Secret Societies by James Wasserman

Author:James Wasserman
Language: eng
Format: epub
Publisher: Ibis Press


A famous scene took place in the Assembly when Gobel, his vicars, and several curés declared that they wished to shake off the character that had been conferred on them by superstition. Mad applause greeted Gobel's surrender of cross and ring, and adoption of the red cap of liberty. After the retractations came a display of patriotic offerings. Both into the Convention and the Commune a stream of sacred vessels, sacerdotal ornaments and embroidered vestments flowed. The vestments of “unutterable Dubois” caparisoned an ass. His mitre was bound upon its ears. The “spoils of superstition” were handed over to a specially appointed committee to deal with, and all the actors in this scene drank from a chalice the wine of brotherly love.

As time went on, a kind of ruthlessness laid hold of good Republicans. From talking of Lycurgus, and dreaming of the stern days of old, they became in character and action inflexible and without pity. Women went proudly and unshriven to the scaffold. Men emulated Scaevola and Cato. Adam Lux called Charlotte Corday greater then Brutus, and Madame Roland sustained herself in “that pasture of great souls,” The Lives of Plutarch. Abbé Barthélemy's Voyage d'Anacharsis8 lay on every table, and many men changed their Christian appellations for the classic nomenclature of Greece and Rome. Austerity in dress and furniture became the outer sign of the new ideals. Hair was left unpowdered, satin coats were replaced by fustian wear. Elaborate baroque furniture disappeared from houses to permit the classic couch and hanging lamp to appear.

The intellectuals were naturally out of sympathy with Catholicism, since their gaze was fixed on Rome, not Calvary. Mysticism was ruled out of life, which henceforth was to run on clear, definite, virtuous lines. The Convention became more and more audaciously philosophic, and, dominated by the Hébertists, it abolished the Christian era and opened the door to classic experiments. Anacharsis Clootz developed his theories on the divinity of the human race at the bar of the tribune, and the hierophant, Quintus Aucler, proved to his own satisfaction that the worship of Jesus was a degenerate form of paganism. Romme's proposal of naming the months of the new calendar after ideas, such as Justice and Equality, was seriously considered, but later seasonal names suggested by Fabre d’Églantine were adopted.

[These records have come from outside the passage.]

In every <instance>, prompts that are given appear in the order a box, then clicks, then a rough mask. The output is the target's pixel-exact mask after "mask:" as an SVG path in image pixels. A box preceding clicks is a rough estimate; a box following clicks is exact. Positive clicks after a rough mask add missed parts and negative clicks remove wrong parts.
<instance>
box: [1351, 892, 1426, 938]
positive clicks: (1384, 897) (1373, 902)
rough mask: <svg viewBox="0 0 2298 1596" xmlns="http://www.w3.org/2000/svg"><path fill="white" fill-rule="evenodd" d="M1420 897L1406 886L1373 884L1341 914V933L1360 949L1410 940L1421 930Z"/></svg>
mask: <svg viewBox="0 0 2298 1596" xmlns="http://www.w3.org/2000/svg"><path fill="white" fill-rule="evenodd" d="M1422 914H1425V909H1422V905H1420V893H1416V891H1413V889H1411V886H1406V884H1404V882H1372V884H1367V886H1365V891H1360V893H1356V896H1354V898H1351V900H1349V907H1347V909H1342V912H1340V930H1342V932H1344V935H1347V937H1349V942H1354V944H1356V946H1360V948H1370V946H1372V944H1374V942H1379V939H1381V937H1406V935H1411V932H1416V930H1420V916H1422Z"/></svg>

On August 10, at a national feast in Paris, the statue of Nature was honored by libations. All over the provinces secular cults were honored, and the communes consecrated temples to Reason in every considerable town. On the motion of David, Marat's remains were transported to the Panthéon, and men invoked “the sacred heart of Marat.” At Nevers, Fouché said that he had been charged by the convention “to substitute for superstitious and hypocritical cults, to which people still unhappily cling, that of the Republic and national morality.” He began to laicize the cemeteries by substituting a statue of Sleep for the cross, and by writing up over the gates “Death is an eternal sleep” —the phrase used in the lodges by the illuminists to describe that state to which we all must pass.